The NHS National Cancer Patient Experience Survey, completed by nearly 70,000 people with cancer, found a small number of patients even had to go five or more times before they received a referral.
Cancer survival rates lag behind those in Europe and the US, which experts say is primarily due to slow diagnosis.
Studies suggest 10,000 deaths could be prevented each year if the UK merely hit the European average for five-year survival.
But experts say GPs will have to send many more patients for tests – and at a much earlier stage – if this is to happen.
The NHS National Cancer Patient Experience Survey, completed by nearly 70,000 people with cancer, found a small number of patients even had to go five or more times before they received a referral
The new survey, compiled by NHS England, found 32 per cent of patients saw their GP at least twice before being referred – and of those 17 per cent went at least three times, and 6 per cent had to go five or more times.
The picture is improving – and 43 per cent were sent after seeing their GP just once and 12 per cent attending after a screening appointment.
The survey also reveals patients were satisfied with the speed at which they were seen, with 84 per cent saying they were seen as soon as they thought necessary, and only 16 per cent complaining they should have been seen sooner.
Patients was also satisfied with their overall care, giving an average rating of 8.8 out of 10 – the highest score achieved since the report was launched in 2010.
Sara Bainbridge, policy manager at Cancer Research UK, said: ‘If we want to see earlier diagnosis then GPs are going to have to send more patients for referral.
‘But they need support to do so. The most crucial thing is to have more diagnostic staff in hospitals – more radiographers and radiologists.

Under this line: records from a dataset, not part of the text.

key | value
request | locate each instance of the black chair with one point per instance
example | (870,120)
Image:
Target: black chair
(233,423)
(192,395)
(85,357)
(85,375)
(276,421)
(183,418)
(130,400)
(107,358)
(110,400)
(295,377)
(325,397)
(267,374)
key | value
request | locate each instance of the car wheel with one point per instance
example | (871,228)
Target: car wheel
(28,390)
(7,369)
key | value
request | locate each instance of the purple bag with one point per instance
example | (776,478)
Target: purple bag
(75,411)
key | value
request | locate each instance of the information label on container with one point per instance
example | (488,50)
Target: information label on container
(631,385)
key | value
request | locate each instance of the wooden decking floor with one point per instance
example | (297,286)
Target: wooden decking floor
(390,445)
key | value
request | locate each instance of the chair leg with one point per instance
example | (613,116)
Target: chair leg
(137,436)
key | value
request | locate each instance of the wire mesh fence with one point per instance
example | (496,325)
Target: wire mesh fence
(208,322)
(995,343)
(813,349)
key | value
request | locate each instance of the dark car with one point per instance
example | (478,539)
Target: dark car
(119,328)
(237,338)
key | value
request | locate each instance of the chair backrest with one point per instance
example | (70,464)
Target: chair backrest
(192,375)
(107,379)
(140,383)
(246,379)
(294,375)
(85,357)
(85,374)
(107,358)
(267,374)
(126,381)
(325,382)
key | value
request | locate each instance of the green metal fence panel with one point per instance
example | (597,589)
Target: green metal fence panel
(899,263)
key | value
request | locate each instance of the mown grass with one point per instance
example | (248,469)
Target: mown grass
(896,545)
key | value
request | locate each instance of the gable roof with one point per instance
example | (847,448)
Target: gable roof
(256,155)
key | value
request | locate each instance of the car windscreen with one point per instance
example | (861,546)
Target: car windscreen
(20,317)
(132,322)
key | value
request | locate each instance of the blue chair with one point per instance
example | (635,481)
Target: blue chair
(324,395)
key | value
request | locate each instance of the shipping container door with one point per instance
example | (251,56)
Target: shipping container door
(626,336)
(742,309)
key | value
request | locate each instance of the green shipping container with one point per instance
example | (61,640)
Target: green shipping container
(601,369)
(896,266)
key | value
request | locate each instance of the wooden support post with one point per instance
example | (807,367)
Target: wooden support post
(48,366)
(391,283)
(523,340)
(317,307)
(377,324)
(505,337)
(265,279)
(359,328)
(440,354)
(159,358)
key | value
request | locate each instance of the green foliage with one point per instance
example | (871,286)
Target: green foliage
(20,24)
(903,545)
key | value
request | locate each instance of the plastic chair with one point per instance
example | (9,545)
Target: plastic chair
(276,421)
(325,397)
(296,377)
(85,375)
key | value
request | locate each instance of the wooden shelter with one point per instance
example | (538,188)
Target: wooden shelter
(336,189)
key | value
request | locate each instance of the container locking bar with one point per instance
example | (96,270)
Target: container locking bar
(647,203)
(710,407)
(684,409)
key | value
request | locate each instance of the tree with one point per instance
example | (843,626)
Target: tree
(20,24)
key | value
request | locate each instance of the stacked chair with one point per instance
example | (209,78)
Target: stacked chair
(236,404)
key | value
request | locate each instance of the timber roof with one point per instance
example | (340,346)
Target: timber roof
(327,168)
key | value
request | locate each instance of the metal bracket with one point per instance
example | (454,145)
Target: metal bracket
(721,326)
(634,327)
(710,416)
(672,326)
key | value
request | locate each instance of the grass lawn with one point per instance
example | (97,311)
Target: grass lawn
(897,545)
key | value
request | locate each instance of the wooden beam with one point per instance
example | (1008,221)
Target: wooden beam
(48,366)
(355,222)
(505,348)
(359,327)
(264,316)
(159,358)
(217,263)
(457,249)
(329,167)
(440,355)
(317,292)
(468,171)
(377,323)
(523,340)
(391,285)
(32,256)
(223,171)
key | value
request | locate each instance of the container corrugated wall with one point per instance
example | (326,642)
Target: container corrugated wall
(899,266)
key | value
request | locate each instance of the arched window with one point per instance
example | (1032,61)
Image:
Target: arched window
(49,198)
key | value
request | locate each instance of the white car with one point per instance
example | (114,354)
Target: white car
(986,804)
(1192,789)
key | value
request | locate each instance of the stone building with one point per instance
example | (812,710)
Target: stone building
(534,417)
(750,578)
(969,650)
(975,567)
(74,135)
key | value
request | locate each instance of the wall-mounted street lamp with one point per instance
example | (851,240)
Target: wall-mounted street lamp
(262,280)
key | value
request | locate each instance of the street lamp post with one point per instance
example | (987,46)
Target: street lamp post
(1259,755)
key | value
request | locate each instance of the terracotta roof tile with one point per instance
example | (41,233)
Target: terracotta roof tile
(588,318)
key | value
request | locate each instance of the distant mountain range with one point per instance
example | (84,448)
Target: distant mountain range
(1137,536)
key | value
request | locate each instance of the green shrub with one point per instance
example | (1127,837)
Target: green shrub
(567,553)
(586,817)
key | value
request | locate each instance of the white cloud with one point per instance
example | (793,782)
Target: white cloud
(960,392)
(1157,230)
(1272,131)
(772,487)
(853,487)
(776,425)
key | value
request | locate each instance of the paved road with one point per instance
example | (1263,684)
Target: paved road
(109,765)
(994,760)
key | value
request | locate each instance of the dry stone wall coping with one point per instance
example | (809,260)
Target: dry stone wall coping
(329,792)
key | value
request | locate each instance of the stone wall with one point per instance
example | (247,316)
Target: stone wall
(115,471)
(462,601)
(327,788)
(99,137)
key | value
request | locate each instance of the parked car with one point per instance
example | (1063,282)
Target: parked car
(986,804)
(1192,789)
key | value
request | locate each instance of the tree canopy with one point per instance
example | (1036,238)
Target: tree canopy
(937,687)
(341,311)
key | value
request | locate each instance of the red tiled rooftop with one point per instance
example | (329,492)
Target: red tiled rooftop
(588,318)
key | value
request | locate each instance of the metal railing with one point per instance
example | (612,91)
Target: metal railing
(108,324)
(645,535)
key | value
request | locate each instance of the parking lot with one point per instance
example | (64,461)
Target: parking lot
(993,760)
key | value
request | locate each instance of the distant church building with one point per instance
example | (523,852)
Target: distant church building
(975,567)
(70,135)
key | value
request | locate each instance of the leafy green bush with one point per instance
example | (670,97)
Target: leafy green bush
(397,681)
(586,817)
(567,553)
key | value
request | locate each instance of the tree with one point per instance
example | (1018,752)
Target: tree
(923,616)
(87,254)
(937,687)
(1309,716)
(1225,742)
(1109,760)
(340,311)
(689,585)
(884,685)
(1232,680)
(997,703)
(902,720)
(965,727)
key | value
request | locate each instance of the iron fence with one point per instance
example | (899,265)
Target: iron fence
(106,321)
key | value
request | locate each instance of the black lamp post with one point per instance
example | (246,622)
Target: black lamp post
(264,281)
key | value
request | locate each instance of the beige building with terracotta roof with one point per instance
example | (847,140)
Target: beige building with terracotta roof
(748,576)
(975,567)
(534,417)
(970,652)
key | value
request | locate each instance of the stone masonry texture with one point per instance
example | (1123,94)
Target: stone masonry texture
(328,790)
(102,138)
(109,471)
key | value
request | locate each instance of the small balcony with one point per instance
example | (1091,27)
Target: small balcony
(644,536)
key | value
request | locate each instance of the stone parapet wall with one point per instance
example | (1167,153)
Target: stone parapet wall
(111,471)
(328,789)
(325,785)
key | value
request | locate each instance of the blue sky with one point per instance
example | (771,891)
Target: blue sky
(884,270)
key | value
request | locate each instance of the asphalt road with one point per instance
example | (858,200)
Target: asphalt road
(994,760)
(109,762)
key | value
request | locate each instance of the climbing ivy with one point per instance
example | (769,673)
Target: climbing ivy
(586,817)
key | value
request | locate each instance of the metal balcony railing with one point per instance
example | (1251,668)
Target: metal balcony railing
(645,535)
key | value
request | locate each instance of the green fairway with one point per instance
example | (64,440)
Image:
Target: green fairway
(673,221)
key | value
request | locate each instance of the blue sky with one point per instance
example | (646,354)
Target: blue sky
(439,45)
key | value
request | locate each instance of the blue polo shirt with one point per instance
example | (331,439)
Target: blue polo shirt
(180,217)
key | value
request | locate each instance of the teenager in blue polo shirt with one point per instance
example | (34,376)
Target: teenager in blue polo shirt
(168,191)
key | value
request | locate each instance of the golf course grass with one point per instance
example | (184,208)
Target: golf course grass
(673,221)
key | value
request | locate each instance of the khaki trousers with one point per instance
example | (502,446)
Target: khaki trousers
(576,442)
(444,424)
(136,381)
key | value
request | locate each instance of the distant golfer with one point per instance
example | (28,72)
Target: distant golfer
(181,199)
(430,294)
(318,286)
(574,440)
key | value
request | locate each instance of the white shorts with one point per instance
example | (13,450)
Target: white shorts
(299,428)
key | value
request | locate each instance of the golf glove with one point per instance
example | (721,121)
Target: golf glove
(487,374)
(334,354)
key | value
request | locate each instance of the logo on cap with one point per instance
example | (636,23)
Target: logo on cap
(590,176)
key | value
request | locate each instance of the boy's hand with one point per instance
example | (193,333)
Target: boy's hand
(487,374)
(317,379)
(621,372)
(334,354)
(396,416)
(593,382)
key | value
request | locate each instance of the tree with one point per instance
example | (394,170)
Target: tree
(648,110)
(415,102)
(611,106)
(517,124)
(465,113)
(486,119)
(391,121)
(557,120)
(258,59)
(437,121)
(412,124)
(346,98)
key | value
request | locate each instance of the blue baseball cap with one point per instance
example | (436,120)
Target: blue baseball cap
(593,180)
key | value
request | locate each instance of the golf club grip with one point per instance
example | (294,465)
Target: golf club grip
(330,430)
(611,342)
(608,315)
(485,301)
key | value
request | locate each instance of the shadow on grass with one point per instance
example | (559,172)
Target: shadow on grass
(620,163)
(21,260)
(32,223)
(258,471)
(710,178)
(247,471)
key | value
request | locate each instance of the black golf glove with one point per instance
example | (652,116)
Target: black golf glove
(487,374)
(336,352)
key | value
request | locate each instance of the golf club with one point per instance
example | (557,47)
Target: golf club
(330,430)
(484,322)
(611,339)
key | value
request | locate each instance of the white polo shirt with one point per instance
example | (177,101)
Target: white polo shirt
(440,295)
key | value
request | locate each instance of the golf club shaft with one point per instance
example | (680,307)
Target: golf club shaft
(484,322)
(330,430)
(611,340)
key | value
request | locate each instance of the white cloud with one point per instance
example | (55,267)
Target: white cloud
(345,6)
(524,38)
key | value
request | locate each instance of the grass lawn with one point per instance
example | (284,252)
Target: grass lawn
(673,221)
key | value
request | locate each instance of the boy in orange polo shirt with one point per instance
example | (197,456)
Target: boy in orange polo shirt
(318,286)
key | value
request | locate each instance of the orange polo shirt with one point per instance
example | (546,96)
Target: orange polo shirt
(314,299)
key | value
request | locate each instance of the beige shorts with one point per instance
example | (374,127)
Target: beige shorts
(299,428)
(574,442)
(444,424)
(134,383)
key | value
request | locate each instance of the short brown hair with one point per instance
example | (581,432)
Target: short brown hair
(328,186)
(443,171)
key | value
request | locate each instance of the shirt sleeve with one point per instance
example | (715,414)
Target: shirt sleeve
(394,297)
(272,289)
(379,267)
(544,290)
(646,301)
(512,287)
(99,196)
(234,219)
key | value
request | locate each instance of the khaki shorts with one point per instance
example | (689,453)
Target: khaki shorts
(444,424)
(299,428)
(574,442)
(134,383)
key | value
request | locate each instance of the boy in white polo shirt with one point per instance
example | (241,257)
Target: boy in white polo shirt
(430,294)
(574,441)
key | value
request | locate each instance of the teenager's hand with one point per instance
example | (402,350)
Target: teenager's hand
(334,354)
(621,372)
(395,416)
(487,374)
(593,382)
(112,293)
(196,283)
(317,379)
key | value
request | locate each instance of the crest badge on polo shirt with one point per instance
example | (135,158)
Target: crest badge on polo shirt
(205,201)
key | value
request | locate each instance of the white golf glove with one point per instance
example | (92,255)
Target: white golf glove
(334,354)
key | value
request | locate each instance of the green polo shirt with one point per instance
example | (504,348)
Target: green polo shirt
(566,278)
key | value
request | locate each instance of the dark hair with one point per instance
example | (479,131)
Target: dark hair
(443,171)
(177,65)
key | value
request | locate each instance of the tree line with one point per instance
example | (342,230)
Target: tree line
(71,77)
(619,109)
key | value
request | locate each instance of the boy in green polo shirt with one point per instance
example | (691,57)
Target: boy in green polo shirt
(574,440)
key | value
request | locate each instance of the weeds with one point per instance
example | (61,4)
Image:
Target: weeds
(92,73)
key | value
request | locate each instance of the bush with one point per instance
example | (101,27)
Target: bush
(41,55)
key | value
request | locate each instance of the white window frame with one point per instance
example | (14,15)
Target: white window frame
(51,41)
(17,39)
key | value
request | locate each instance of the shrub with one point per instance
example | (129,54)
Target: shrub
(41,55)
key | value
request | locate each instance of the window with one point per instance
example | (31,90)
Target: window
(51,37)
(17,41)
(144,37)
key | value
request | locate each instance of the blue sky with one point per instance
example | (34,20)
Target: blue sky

‘We know sometimes referrals are even bounced back to GPs because there is not enough capacity in hospitals.
‘So this survey does not indicated that GPs are doing anytthing wrong – we need to make sure they have access to diagnostic tests and there is capacity to meet demand.’
Macmillan Cancer Support raised concerns that only half of patients were clearly warned of the long-term side effects of treatment and others were not given help receiving financial support and benefits.
Dr Moira Fraser, director of policy at Macmillan, said: ‘This survey is a key tool in understanding what patients really think about cancer services and must continue in future years so services can establish where patients’ experience of care is not as good as it should be.
‘Whilst it is good to see that cancer patients broadly have a positive experience of cancer care, a closer look at this year’s survey reveals some concerning issues.’
But Cally Palmer, NHS England’s national cancer director, said: ‘The latest statistics are clear – the number of people living beyond cancer is at a record high and we now know that the vast majority of people with cancer also feel positive about the care they receive.’